Zuerst dachte ich, das Buch und ich werden keine Freunde. Ich fand nach dem ersten Kapitel keinen Zugang zu den Figuren. Nach den nächsten Kapiteln dachte ich immer noch, mich erwartet eine etwas kitschige Liebesgeschichte, die in einem Drama endet. Doch weit gefehlt, das Buch hat so viel mehr zu bieten, das erst nach und nach deutlich wird.
Meave Morelli und Murtagh Moone lernen sich 1978 in Dublin kennen und lieben. Ihm zuliebe gibt sie ihre Schauspielerei auf und sie ziehen zusammen auf die kleine Insel Inis Óg vor Galway. Während er seine Töpferei betreibt, kümmert sie sich liebevoll um die Kinder und den kleinen Laden. Doch wie wir im ersten Kapitel erfahren, wirft Meaves Depression ihre Schatten über die Familie. Immer mehr häufen sich »die Tage der Krähe«, wie sie sie beschreibt. Murtagh versucht alles, um sein »Dunkelchen«, wie er sie nennt, aufzufangen und der Familie Halt zu geben, wenn sie sich in ihre Einsamkeit zurückzieht. Denn die Krankheit bleibt auch nicht den Kindern verborgen.
»Aber ich möchte nicht ständig darüber nachdenken, ob sie (Meave) wirklich kommt, nur um dann enttäuscht zu sein, wenn sie nicht auftaucht«, sagt Sive, die Jüngste.
Bis Meave es am Weihnachstag 2005 nicht mehr verkraftet, und ihrem Leben ein Ende setzt. Ihre Gedanken finden sich am Ende des Buchs in einem Tagebucheintrag wieder, die mich zu tiefst berührt haben.

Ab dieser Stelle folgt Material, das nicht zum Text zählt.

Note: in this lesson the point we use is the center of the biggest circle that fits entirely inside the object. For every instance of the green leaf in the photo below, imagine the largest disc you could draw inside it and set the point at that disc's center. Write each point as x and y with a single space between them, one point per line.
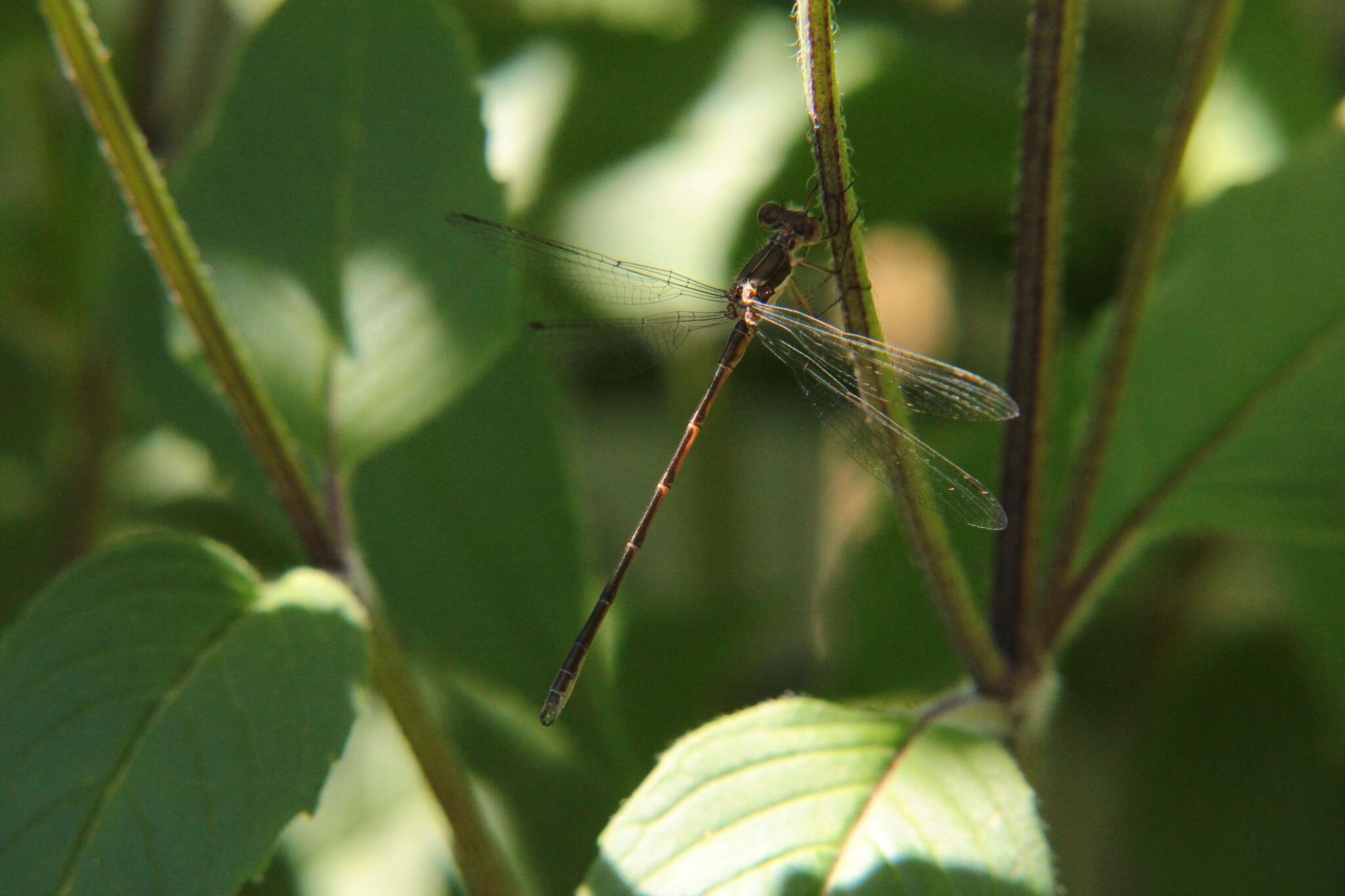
1234 419
798 794
319 205
163 715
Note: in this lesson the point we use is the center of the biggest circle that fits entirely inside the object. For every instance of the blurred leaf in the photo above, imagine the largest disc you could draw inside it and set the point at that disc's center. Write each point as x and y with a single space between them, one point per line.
163 714
468 527
881 633
319 203
798 794
1229 752
1313 575
1246 332
1283 49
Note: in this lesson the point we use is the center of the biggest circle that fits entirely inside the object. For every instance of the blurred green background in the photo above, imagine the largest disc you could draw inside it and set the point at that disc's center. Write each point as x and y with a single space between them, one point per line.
1199 746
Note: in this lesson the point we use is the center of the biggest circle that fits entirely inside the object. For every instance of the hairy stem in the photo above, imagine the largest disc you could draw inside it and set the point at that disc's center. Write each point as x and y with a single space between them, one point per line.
169 241
926 530
1048 119
1207 33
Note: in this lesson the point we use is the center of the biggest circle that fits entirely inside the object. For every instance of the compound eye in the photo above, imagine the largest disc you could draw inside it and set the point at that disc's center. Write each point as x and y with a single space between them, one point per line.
771 215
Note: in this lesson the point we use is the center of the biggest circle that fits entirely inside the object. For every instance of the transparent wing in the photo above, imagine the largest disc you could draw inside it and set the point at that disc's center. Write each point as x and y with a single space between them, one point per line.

Doch ihr Tod ist nicht das Ende der Geschichte. Der Vater und die vier Geschwister müssen lernen, den Verlust zu verarbeitet. Die Familie bricht auseinander, weil jeder versucht, auf seine Art mit dem Schmerz und Verlust umzugehen. Und das, als sie einander am meisten gebraucht hätten. Die Kinder versuchen Frieden mit der Vergangenheit zu schließen, während Murtaghs Leben scheinbar auf der Stelle tritt.
»Wie konnte sie ihm helfen, dass er die Erinnerungen an Maeve in Ehren hielt und trotzdem einen Weg fand, um nach vorn zu blicken?
Um sie gehen zu lassen.
Damit aus Narben kostbare Risse wurden.
Risse, durch die das Licht hereinfiel.« S. 284
Cullen findet hier eine wundervolle Metapher, indem sie ein Vergleich zu einer japanischen Reparaturtechnik findet, bei der Keramikscherben wieder zu einem ganzen verbunden werden.
Helen Cullen hat einen eingängigen Schreibstil, der von der anfänglichen Leichtigkeit in eine Melancholie verfällt, dass es mir leicht fiel, die Empfindungen der tief angelegten Charaktere nachzuvollziehen. Es ist eine große Geschichte von Liebe, Familie, Trauer, Verlust und Aufarbeitung vor einer wunderschönen Kulisse an der irischen Westküste, eingebunden in das Dorfleben von Inis Óg. So tragisch und aufwühlend das Buch war, so hat es mich doch am Ende total überwältigt und tröstlich zurückgelassen. Alles war für mich stimmig und fühlte sich wie eine große Portion Hoffnung an.
Klappentext
»Ein bewegender, eindringlicher Roman von einer der großartigsten neuen Stimmen Irlands.« John Boyne
Ein anrührender, vier Jahrzehnte umspannender Familienroman vor der Kulisse einer irischen Insel.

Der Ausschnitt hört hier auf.